How beautiful. I’m glad everyone recognized that women were the only ones who made mistakes and needed to apologize at the turn of the century when they were still rational.
What has become of this custom? One can only imagine how men in the 1800s and 1900s would be clinging on by their fingernails during this season, knowing that there were still roughly 1,000,000 seconds until their wives begged for forgiveness and everything would be right again—while they were out gambling, sniffing coke, and shagging hookers.
In the early Victorian era, a woman had no rights when married. Her husband received an automatic transfer of her entire estate. Even though she owned the land, her husband received the proceeds.
The law allowed a husband to confine his wife. If he hit her, she wouldn’t have much legal recourse. In most cases, the law stays out of marital disputes.
Married women were categorized as lunatics, idiots, outlaws, and kids.
Even her children were not hers following the law. And without a court order, a male might lock a woman out of the house if she left to find safety elsewhere, as Caroline did twice.
150 years ago, there were only three ways to get a divorce. All of them were ruled by the Church of England, which thought they were against God’s will and punished them harshly.

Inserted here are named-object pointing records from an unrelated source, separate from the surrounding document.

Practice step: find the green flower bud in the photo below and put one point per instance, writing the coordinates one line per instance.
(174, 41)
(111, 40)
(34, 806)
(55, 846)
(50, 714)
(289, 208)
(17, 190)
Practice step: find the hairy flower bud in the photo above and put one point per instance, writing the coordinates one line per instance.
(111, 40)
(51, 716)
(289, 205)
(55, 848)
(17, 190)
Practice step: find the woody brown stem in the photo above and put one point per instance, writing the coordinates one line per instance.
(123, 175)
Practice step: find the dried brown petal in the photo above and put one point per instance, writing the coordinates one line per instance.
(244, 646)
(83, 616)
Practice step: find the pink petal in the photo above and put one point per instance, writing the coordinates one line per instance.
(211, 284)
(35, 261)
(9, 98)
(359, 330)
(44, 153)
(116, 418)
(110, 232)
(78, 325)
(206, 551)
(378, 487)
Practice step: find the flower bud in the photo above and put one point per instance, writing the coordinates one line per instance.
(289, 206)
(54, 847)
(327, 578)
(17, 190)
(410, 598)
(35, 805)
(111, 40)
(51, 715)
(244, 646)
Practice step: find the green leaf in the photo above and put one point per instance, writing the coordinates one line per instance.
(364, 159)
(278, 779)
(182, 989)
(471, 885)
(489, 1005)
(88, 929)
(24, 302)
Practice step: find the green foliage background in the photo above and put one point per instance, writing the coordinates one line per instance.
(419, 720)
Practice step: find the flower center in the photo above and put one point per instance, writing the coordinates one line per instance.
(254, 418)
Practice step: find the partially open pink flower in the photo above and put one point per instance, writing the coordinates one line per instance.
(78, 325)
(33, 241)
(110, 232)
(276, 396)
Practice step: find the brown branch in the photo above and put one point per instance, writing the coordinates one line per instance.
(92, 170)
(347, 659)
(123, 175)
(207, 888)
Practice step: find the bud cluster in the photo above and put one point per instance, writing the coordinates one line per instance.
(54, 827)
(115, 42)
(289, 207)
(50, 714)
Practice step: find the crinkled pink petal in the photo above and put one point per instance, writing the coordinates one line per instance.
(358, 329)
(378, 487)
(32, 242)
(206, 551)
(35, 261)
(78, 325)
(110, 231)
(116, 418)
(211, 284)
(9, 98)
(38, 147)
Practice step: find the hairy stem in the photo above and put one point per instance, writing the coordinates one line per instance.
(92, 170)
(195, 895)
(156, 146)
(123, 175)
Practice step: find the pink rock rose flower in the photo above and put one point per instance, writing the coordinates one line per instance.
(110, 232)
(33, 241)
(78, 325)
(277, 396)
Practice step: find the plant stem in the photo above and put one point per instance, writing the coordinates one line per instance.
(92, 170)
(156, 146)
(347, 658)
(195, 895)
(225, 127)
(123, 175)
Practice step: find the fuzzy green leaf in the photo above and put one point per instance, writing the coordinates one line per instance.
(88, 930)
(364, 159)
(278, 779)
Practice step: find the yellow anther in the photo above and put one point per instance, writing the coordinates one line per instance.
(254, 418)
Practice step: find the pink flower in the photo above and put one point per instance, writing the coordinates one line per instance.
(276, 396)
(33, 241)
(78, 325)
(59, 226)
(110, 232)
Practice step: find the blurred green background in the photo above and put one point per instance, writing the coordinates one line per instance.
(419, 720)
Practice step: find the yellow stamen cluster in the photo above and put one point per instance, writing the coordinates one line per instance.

Whether the marriage was void because of insanity, impotence, or incest.
The Church permitted divorcees to remarry in these situations but declared the children of their second marriages to be illegitimate.
In cases of adultery, sodomy, or physical violence, a second option kept the petitioners from getting married again but let them live apart.
A third choice was to get a divorce and then sue your partner for adultery. If they were successful, Parliament would at long last grant the couple a legal divorce that would not invalidate the legitimacy of their children.
However, as the Church had intended, almost nobody could afford to go through with such a drawn-out and expensive process.
The new Act transferred jurisdiction from church courts to a new civil court; this principle gave rise to today’s divorce courts and sparked the social upheaval that led to the current divorce rate of 40%.
Suppose there was additional physical abuse, incest, rape, sodomy, bestiality, bigamy, or two years of desertion. In that case, males might be divorced for adultery, and women could be divorced for adultery in certain circumstances.
It was the first breach in the barrier preventing women from obtaining sexual and financial equality, and it also gave women authority over money through bequests and investments. Conservatives reacted with horror.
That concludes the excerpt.